A shelf registration statement relating to the common shares was previously filed with the Securities and Exchange Commission (the “SEC”) and declared effective on June 8, 2017.  A preliminary prospectus supplement and accompanying prospectus related to the underwritten public offering was filed with the SEC on October 25, 2017. A final prospectus supplement and accompanying prospectus, dated October 26, 2017, relating to the offerings was filed with the SEC and available on the SEC’s website at www.sec.gov. Copies of the final prospectus supplement and accompanying prospectus for the underwritten public offering may be obtained from BMO Capital Markets Corp., Attention: Equity Syndicate Department, 3 Times Square, 25th Floor, New York, NY 10036 or by e-mail at mailto:[email protected], or from Canaccord Genuity Inc., Attention: Equity Syndicate Department, 99 High Street, 12th Floor, Boston, MA 02110 or by e-mail at [email protected]

The offerings are expected to close on or about October 30, 2017, subject to satisfaction of customary closing conditions. VBI intends to rely on the exemption set forth in Section 602.1 of the TSX Company Manual, which provides that the TSX will not apply certain of its requirements to issuers whose shares are listed on another recognized stock exchange, such as the NASDAQ. In addition, closing of the registered direct offering is contingent upon VBI completing, inclusive of the proceeds from the registered direct offering, financings for an aggregate amount of $55,000,000.
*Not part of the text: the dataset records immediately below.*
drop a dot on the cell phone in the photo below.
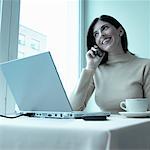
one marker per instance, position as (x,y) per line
(99,52)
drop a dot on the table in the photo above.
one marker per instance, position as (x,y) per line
(117,133)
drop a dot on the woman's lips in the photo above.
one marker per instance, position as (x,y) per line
(106,40)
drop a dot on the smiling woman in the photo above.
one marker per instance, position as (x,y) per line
(122,75)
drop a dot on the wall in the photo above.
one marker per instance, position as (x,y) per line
(134,15)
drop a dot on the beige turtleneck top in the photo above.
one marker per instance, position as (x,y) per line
(123,76)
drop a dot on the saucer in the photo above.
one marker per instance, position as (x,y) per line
(135,114)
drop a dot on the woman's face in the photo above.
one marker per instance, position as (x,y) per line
(107,37)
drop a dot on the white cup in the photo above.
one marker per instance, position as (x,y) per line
(135,105)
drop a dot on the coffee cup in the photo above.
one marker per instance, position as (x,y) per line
(135,105)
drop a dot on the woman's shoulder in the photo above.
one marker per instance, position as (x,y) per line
(144,61)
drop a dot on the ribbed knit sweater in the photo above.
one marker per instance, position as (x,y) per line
(123,76)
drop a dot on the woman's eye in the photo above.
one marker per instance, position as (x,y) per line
(96,34)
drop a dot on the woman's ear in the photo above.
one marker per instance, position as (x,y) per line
(121,31)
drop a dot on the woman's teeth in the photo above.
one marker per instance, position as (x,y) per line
(106,40)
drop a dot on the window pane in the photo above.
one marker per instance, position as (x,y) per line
(52,25)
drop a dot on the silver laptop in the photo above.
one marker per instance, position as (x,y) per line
(38,90)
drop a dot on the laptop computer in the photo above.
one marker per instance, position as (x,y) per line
(38,90)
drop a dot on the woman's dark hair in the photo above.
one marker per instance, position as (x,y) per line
(91,39)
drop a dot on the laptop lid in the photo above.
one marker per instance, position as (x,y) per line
(35,84)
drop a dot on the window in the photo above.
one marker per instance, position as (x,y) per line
(35,44)
(51,25)
(55,29)
(21,39)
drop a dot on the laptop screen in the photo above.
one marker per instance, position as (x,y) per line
(35,83)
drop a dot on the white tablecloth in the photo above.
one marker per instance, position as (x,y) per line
(117,133)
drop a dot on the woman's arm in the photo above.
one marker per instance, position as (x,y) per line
(83,90)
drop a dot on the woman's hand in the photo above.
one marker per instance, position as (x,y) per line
(93,60)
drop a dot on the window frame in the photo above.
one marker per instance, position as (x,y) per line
(9,26)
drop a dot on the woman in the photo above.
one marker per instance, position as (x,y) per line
(112,71)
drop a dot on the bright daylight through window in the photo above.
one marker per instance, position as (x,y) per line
(52,25)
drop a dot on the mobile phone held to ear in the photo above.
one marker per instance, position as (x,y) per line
(98,52)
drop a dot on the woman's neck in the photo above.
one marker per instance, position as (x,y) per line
(116,51)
This press release shall not constitute an offer to sell or the solicitation of an offer to buy these securities, nor shall there be any sale of these securities in any state or other jurisdiction in which such offer, solicitation or sale would be unlawful prior to registration or qualification under the securities laws of any such state or other jurisdiction. Any offer, if at all, will be made only by means of the prospectus supplement and accompanying prospectus forming a part of the effective registration statement.

The securities will not be offered or sold, directly or indirectly, in Canada or to any resident of Canada.